Def main (args: Array [String]): Unit = {/ * cache*/ val conf = new SparkConf () conf.setAppName ("spark04") conf.setMaster ("local") val context = new SparkContext (conf) / / set checkpoint output path context.setCheckpointDir (". / checkpoint_file") / / data source val sc = context.textFile (". / words") val result = sc.flatMap (_ .split (")) .map ((_) 1). ReduceByKey ((_ + _)) val startTime1 = System.currentTimeMillis () result.count () println ("not used as a persistence operator:" + (System.currentTimeMillis ()-startTime1) + "millisecond") val startTime2 = System.currentTimeMillis () / / can't do this: rdd.checkpoint (). Count () result.checkpoint () / * An action atom will start a job 1. When the job of RDD is finished, it will be traced back from finalRDD to front. two。 When the checkpoint method is called back to a RDD, a tag is made to the current RDD. The 3.Spark framework automatically launches a new job, recalculates the RDD's data, and persists the data to the HDFS. Optimization: before performing checkpoint on RDD, it is best to execute cache on this RDD, so that the newly started job only needs to copy the data in memory to HDFS, eliminating the recalculation step * / result.cache () result.count () println ("checkpoint:" + (System.currentTimeMillis ()-startTime2) .toString + "millisecond")}.

Summary:

Note for cache and persist: both 1.cache and persist are lazy execution, and there must be an action class operator to trigger execution. The return value of the 2.cache and persist operators can be assigned to a variable, and to use this variable directly in other job is to use persistent data. The unit of persistence is partition. 3.cache and persist operators cannot immediately follow action operators. Data persisted by the 4.cache and persist operators will be purged when the applilcation execution is complete. Error: rdd.cache (). Count () does not return a persisted RDD, but a numeric value. Checkpointcheckpoint persists RDD to disk and cuts off dependencies between RDD. Checkpoint directory data will not be erased after application execution. The implementation principle of checkpoint: 1. When the job of RDD is finished, it will be traced back from finalRDD to front. two。 When the checkpoint method is called back to a RDD, a tag is made to the current RDD. The 3.Spark framework automatically launches a new job, recalculates the RDD's data, and persists the data to the HDFS. Optimization: before performing checkpoint on RDD, it is best to execute cache on this RDD first, so that the newly started job only needs to copy the data in memory to HDFS, omitting the step of recalculation to this point. I believe that we have a deeper understanding of "spark's RDD, operator, persistence operator respectively", might as well come to the actual operation! Here is the website, more related content can enter the relevant channels to inquire, follow us, continue to learn!
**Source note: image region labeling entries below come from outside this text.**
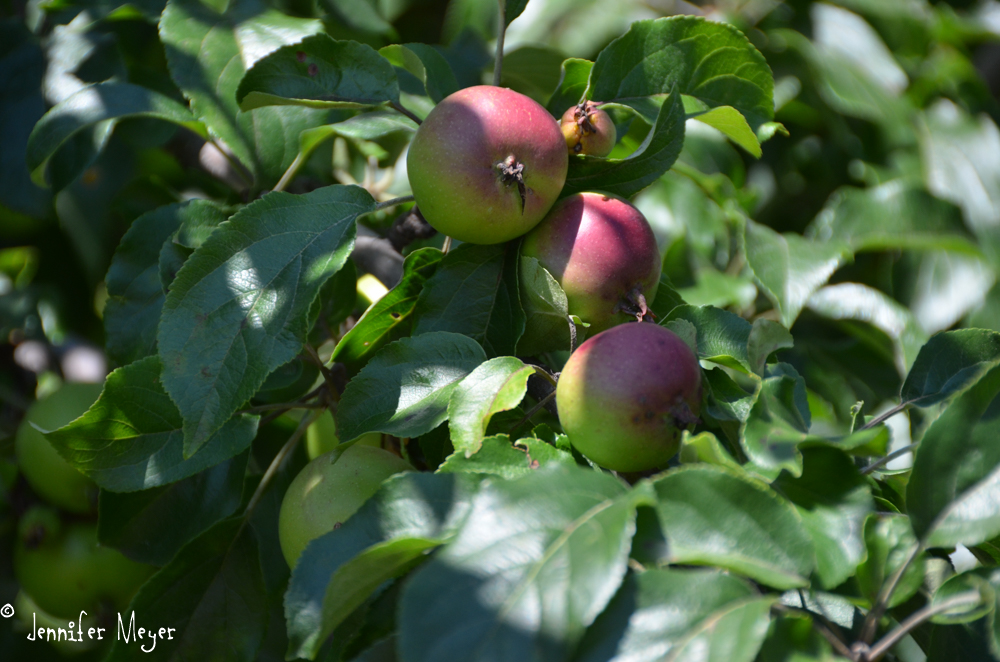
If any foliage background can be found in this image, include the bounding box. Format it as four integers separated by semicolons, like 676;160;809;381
7;0;1000;659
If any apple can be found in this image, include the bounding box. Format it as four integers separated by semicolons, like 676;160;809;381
278;443;413;568
521;193;661;334
556;322;701;471
14;506;155;618
559;101;618;156
15;383;103;514
406;85;569;244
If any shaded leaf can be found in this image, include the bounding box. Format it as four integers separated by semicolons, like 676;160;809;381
46;356;258;492
337;331;486;441
157;186;375;456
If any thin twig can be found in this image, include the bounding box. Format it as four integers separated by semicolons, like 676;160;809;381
271;152;303;191
375;195;413;211
243;412;319;518
493;0;507;87
857;402;910;432
863;591;982;662
861;441;920;475
391;101;423;126
861;543;923;644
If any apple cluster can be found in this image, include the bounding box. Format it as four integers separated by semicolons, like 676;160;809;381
406;85;701;471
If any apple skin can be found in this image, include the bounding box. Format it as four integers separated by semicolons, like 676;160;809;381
559;101;618;156
406;85;569;244
15;383;103;514
278;443;413;568
14;522;156;618
556;322;701;471
521;193;662;335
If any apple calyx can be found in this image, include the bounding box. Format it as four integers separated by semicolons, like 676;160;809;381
495;154;528;216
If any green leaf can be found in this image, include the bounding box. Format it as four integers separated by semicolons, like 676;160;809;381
560;89;685;198
25;83;206;184
744;220;851;328
772;446;874;589
236;34;399;111
516;256;570;356
900;329;1000;407
806;180;982;256
160;0;326;182
652;465;816;588
906;368;1000;547
574;568;768;662
546;58;594;118
448;356;535;457
330;248;444;375
337;331;486;441
104;200;227;365
157;186;375;456
808;283;927;375
743;363;811;478
285;473;480;658
97;452;249;566
747;317;795;376
46;356;258;492
105;518;267;662
378;43;458;103
587;16;774;130
398;467;635;662
855;513;925;608
437;434;576;480
660;305;753;374
693;106;764;159
413;242;525;356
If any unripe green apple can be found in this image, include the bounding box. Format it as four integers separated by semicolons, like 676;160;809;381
14;511;155;618
521;193;661;334
556;322;701;471
559;101;618;156
15;383;102;514
278;443;413;568
406;85;569;244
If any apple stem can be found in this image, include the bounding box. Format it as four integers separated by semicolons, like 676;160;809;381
493;0;507;87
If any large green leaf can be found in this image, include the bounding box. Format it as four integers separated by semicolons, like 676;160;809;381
236;34;399;111
660;304;752;374
97;452;249;565
744;220;851;328
587;16;774;131
806;180;980;255
331;248;444;375
900;329;1000;407
160;0;326;187
560;94;685;198
379;44;458;103
413;242;525;356
26;83;206;184
574;569;769;662
337;331;486;441
906;368;1000;547
448;356;535;457
398;466;636;662
47;356;258;492
104;200;228;365
285;473;480;658
743;363;812;478
773;446;874;589
157;186;375;456
653;465;816;588
105;518;267;662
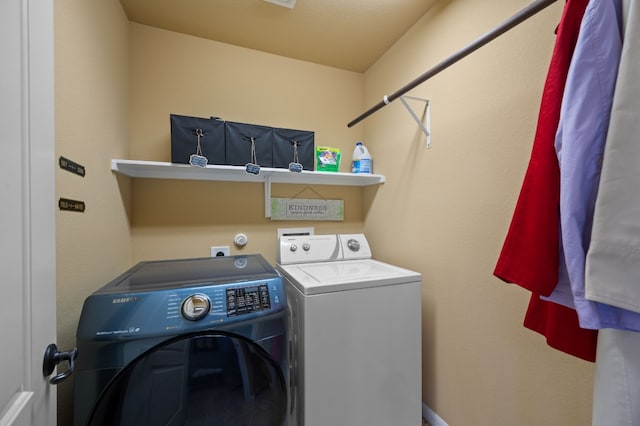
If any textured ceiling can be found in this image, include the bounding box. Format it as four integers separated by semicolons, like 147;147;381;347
120;0;438;72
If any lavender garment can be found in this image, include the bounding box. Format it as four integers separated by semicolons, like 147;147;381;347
549;0;640;331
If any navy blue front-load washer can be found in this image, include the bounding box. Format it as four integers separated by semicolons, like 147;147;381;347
74;255;289;426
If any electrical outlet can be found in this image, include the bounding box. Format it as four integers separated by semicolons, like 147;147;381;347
211;246;229;257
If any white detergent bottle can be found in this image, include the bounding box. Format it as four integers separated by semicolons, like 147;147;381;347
351;142;373;173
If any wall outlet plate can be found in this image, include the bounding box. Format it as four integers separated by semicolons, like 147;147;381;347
211;246;230;257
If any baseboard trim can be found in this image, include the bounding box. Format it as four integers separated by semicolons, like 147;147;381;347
422;402;449;426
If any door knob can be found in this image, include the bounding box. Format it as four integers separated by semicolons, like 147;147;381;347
42;343;78;385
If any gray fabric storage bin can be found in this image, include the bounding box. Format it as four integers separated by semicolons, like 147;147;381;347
224;121;273;167
273;128;315;171
169;114;226;165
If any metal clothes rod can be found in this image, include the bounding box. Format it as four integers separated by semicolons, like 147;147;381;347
347;0;557;127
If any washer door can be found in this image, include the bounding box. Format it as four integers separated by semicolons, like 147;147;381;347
88;332;287;426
Welcome to subscribe "Shulou Technology Information " to get latest news, interesting things and hot topics in the IT industry, and controls the hottest and latest Internet news, technology news and IT industry trends.

*The comments in the above article only represent the author's personal views and do not represent the views and positions of this website. If you have more insights, please feel free to contribute and share.